Абеллино направил туда свой бинокль.
– Bon Dieu![135] Это еще кто?
– Столярный подмастерье от мосье Годше, – ответил Рудольф спокойно.
– Va-t'en note[136], – огрызнулся Абеллино и выскочил вон из ложи.
– Ну вот и говори им правду после этого, – вздохнул Рудольф, обращая бинокль к ложе золотой молодежи, которая в свой черед без устали вертела биноклями в поисках знакомых среди нежданных врагов. Но тщетно, загадка оставалась загадкой.
Абеллино же искал тем временем мосье Оньона, с которым и столкнулся на лестнице. У бедняги был совсем убитый вид. Денди наш ухватил его за шиворот.
– A kingdom for a horse![137] Коня за свистки, ты, владыка свистунов!
– Ах, сударь, никакой я больше не владыка. Я свергнут, я пропал. Слышите эти смертоубийственные аплодисменты? Я бегу, спасаюсь оттуда.
– Беги, но только за свистунами – да за тезками своими.[138] Раз они пошли на все, пойдем и мы.
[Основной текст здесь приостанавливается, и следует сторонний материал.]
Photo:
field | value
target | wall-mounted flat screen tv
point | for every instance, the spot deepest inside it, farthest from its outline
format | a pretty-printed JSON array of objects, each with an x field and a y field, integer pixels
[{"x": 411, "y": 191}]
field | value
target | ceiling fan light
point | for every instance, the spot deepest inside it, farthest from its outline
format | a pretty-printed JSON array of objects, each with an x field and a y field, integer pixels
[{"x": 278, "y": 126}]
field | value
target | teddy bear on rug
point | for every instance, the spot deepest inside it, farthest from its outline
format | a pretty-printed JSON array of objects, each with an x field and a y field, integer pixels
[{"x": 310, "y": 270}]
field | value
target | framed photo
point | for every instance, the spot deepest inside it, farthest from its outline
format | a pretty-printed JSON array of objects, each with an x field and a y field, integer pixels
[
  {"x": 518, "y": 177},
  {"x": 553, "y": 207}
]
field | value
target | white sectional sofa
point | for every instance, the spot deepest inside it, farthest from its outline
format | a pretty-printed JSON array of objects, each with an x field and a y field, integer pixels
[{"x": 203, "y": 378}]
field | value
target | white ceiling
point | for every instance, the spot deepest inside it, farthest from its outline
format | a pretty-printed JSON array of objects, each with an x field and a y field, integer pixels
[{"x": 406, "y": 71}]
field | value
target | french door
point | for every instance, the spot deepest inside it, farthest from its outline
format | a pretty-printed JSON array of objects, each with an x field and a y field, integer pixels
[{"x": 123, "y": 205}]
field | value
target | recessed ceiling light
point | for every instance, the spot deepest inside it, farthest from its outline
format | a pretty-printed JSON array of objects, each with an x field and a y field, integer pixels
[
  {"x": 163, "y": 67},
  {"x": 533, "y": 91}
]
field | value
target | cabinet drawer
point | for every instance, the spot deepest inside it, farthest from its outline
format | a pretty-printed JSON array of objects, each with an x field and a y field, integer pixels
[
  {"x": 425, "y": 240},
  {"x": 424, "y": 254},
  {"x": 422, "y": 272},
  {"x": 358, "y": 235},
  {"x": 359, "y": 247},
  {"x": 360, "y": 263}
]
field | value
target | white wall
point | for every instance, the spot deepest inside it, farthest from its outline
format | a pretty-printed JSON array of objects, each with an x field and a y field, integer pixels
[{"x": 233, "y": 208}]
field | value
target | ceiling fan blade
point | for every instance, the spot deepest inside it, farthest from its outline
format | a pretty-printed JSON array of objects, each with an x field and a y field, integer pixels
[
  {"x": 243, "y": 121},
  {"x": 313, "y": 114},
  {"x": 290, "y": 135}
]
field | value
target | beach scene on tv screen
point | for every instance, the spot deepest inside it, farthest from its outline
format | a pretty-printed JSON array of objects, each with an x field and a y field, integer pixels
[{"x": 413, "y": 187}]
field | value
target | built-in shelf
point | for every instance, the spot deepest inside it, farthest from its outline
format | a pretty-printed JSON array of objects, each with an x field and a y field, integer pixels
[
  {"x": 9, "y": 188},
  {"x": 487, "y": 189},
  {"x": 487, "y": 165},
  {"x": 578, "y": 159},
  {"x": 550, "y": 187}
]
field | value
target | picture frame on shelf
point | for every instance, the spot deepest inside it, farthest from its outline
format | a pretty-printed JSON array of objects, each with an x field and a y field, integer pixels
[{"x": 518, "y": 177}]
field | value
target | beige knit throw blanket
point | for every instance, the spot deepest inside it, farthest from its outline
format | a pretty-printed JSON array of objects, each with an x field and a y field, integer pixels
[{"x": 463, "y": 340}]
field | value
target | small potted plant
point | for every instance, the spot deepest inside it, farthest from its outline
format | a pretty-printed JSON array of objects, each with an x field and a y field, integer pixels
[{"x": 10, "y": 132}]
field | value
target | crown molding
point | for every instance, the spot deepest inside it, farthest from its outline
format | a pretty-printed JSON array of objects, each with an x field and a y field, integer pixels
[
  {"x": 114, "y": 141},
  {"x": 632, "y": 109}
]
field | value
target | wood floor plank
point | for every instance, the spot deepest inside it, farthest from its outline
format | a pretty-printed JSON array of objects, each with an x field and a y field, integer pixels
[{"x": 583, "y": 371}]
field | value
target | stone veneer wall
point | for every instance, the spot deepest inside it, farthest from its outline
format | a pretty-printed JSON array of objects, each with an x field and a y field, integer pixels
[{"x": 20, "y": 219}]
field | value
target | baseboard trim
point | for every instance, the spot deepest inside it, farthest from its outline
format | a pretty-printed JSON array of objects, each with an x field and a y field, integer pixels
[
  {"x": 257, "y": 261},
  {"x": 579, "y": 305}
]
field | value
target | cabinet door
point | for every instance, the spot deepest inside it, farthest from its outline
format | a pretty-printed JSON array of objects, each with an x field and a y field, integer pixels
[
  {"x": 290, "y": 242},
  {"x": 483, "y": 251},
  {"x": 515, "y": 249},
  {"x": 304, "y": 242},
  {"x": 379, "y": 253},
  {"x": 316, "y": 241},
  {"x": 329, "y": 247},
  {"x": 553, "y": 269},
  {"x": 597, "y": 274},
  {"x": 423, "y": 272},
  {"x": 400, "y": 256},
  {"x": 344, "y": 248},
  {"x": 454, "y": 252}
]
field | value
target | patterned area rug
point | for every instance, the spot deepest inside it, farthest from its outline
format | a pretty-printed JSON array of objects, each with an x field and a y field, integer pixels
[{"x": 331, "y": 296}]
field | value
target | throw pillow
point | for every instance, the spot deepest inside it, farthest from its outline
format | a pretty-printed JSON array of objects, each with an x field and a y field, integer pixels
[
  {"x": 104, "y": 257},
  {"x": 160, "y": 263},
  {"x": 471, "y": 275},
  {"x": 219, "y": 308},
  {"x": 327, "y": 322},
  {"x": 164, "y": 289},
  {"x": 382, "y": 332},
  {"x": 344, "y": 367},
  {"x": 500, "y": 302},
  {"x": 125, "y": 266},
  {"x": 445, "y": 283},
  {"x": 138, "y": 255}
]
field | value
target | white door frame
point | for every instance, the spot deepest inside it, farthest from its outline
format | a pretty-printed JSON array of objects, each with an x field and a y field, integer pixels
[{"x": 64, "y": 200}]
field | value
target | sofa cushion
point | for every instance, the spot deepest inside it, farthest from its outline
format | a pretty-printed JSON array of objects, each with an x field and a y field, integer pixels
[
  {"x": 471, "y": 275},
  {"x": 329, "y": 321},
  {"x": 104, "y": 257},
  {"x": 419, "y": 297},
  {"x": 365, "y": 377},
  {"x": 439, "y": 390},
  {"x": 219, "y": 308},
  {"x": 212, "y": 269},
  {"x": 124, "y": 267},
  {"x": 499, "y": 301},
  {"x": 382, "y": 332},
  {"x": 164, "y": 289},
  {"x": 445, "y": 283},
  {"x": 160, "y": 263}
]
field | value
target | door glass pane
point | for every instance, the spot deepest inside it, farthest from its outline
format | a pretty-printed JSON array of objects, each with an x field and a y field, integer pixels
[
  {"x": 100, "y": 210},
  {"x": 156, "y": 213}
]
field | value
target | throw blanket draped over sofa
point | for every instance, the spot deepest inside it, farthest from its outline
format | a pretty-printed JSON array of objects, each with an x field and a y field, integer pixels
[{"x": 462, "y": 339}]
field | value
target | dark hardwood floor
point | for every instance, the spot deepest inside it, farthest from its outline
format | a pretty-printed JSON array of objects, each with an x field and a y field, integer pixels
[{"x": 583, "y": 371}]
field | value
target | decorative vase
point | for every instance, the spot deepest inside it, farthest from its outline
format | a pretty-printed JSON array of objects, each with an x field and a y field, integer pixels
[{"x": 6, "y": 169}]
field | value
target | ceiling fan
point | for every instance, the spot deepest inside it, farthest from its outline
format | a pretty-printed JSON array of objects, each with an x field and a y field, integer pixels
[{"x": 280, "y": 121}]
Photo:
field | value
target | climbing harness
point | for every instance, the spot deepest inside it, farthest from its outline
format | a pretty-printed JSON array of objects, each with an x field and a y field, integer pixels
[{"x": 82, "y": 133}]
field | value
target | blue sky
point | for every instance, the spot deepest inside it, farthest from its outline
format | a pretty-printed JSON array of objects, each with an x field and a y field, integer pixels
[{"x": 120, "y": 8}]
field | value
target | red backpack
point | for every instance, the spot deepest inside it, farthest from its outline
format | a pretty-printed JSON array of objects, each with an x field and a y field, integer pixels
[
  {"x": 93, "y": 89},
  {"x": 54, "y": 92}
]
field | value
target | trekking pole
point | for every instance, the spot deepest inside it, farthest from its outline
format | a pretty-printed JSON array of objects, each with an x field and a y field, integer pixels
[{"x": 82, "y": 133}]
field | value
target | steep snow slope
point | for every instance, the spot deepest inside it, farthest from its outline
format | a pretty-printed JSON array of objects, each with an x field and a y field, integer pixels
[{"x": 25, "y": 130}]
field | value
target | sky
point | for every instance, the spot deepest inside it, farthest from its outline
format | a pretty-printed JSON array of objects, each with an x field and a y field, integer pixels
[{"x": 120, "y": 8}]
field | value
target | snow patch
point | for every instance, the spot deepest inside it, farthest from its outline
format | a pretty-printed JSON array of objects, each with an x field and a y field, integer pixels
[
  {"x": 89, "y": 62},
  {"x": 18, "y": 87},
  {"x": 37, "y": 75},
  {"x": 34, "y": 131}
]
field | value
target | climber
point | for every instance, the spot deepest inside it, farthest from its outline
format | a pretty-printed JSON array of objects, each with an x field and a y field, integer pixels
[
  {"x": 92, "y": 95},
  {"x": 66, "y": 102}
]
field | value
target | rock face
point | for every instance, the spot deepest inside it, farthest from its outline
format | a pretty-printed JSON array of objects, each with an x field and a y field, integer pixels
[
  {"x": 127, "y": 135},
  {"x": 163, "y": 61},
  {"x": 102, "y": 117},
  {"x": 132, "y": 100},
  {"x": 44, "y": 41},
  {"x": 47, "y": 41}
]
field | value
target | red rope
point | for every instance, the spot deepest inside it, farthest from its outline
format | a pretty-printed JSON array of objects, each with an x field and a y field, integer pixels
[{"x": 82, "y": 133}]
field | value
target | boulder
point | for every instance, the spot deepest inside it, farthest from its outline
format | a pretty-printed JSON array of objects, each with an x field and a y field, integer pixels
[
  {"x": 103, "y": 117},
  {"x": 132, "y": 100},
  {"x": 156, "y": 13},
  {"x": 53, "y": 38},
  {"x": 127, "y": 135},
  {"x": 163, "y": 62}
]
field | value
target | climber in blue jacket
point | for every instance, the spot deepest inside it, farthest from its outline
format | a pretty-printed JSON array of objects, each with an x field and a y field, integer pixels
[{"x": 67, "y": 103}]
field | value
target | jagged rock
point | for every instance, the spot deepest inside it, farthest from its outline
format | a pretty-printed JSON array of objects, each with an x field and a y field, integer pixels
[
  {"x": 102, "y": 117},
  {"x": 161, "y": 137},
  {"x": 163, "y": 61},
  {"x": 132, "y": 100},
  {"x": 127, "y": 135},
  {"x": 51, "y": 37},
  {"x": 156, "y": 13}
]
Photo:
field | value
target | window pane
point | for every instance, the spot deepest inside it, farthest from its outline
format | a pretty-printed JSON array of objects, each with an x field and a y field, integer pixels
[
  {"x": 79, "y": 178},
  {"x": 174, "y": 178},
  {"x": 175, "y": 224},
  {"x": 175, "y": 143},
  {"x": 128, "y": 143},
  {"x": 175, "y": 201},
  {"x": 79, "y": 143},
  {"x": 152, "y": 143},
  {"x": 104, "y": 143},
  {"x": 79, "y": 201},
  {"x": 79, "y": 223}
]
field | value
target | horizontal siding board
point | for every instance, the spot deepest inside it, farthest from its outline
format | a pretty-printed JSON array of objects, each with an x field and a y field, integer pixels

– Они! Они! Но кто эти «они»? Знай я хоть одного из этих в зале, сразу бы догадался, кто за их спиной. Но тут незнакомые все рожи сплошь. Откуда мне знать, кто приказывает им?
– Ладно, Оньон, вы трус, и вам это даже идет; но джентльмены никому не позволят издеваться над собой. А теперь убирайтесь и лучше связку настоящих «оньонов» пришлите вместо себя.
– Ах, сударь! И вы думаете, у кого-нибудь достанет духу их швырять?
– Fripon! У меня, например.
– Упаси господь, сударь, уж лучше я тогда сделаю еще одну попытку, последнюю, дам в антракте своим людям указание шикать; свист сейчас может плохо обернуться, а хорошенькое chut[139] с меньшим риском, но тот же эффект произведет.
– Так ступайте позаботьтесь, как поправить дело, а не то мы сами возьмемся!
И Абеллино воротился в ложу ко львам, рассказывая, какой нагоняй задал этому Оньону. Геройские его действия встретили полное одобрение, и клуб изъявил готовность, если Оньон надует, сдержать обещание Карпати и забрать все в свои руки вместо этого канальи.
Первый акт благополучно между тем окончился; исполнители и слушатели остались довольны друг другом, что бывает редко. В антракте герцогиня Беррийская получила, однако, неожиданное известие, и обе знатные дамы покинули ложу.
Юные титаны сочли это добрым знаком. Из молодцов мосье Оньона многих стесняли эти высокие гостьи, а теперь можно было развернуться.
Во втором действии г-же Мэнвилль выходить не сразу; до нее еще находится занятие для исполнителей разных мелких ролей.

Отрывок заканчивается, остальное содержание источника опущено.